Porque la historia es un relato ficticio, algo escrito por los vencedores, en realidad un mero acto de propaganda. Cuando pensamos en Cayo Julio César, entendemos pronto que la “Guerra de las Galias” es un ejercicio literario tan interesante como dudoso para el historiador: César inicia la guerra de las Galias en un momento dado en que esta conviene a sus intereses (había sido desplazado por Pompeyo), y no por las conductas de los helvecios tras la muerte de Orgetórix. De este modo, la actitud del protagonista del relato “Yo, Claudio” es bastante ingenua a nuestro ver: el emperador Claudio recibe una revelación de la sibila: unos dos mil años después de su muerte, podrá hablar a la posteridad con lengua clara y sin los problemas que lo afectaban a la hora de expresarse (es decir, podría contar la verdad a la posteridad). Pero ¿realmente le interesa a alguno saber qué acontecía o qué no acontecía en la época del Imperio Romano? Dicho de un modo más general, ¿qué utilidad tiene la historia? Volviendo sobre la idea anterior, la historia la escriben los vencedores, no los vencidos. Pero si los valores de los vencidos se hacen subyacentes, si de una manera casi secreta, invisible o clandestina logran sobrevivir, pueden repuntar luego, después del primer encontronazo con los vencedores, tal vez más tardíamente, cuando la potencia dominante declina y es posible recuperar la independencia. Y este es un proceso lento, lentísimo, para reivindicar lo que se había perdido.
¿Qué significa entonces que Hegel quiera explicar la Historia como un proceso de carácter sintetizante? Por lo que respecta a la gente del ámbito de la filosofía, estos autores son poco fiables y muy dependientes de la obtención de protección (el mecenazgo iniciado al principio de la época moderna).

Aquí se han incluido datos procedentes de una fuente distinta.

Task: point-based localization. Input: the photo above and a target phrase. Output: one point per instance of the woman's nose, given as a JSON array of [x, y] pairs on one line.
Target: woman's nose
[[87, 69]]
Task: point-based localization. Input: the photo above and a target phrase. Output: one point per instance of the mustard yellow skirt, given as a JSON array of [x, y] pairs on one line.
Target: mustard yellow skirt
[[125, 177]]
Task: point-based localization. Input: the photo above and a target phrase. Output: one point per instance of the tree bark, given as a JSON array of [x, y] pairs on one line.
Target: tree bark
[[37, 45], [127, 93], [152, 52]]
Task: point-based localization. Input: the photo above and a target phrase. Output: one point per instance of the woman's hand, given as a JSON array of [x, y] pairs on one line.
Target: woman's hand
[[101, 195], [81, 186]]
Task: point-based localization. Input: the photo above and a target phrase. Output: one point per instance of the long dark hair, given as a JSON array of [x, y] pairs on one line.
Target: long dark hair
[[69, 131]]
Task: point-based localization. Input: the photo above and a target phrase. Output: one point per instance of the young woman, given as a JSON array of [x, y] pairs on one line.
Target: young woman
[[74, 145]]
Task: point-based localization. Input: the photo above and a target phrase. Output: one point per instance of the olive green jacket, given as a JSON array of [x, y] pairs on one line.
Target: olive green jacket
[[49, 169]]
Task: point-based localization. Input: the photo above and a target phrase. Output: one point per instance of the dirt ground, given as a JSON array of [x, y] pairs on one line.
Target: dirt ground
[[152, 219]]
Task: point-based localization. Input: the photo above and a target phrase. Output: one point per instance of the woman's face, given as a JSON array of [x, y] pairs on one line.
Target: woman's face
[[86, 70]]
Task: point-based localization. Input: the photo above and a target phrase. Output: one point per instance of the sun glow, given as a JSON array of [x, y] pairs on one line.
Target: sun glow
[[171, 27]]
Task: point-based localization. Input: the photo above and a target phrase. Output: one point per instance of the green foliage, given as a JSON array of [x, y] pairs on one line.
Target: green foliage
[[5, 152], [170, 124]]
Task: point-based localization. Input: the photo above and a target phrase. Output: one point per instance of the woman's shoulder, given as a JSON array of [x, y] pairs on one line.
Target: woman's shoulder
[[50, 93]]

En el caso de Hegel, le tocó vivir en una Alemania desunida, feudal y rural donde no había jubilación después de una vida de duro trabajo, y empezaba a ser deseable, para el hombre entrado en años, un poquito de seguridad económica en este mundo desordenado e inestable que le tocaba vivir. Y una cátedra en la Universidad de Berlín (la misma que después se le ofreció a Martin Heidegger) era una tentación irrenunciable, pero hacía falta el consentimiento del monarca. Cabe pensar que escribir una obra de filosofía explicando un proceso sintetizante que se detiene cuando el rey prusiano sube al trono, porque este rey es el mejor rey y los procesos históricos se frenan, a no haber tesis y antítesis, pues ya todos viven bien, era regalar a Federico algo así como un verdadero arco del triunfo. ¿Pero acaso el tiempo puede detenerse? ¿Y es que desde aquellos tiempos hasta el presente los conflictos no han sido abundantes? No cabe glorificar tanto al soberano de Prusia ni fiarnos: el mundo no camina a una mayor estabilidad.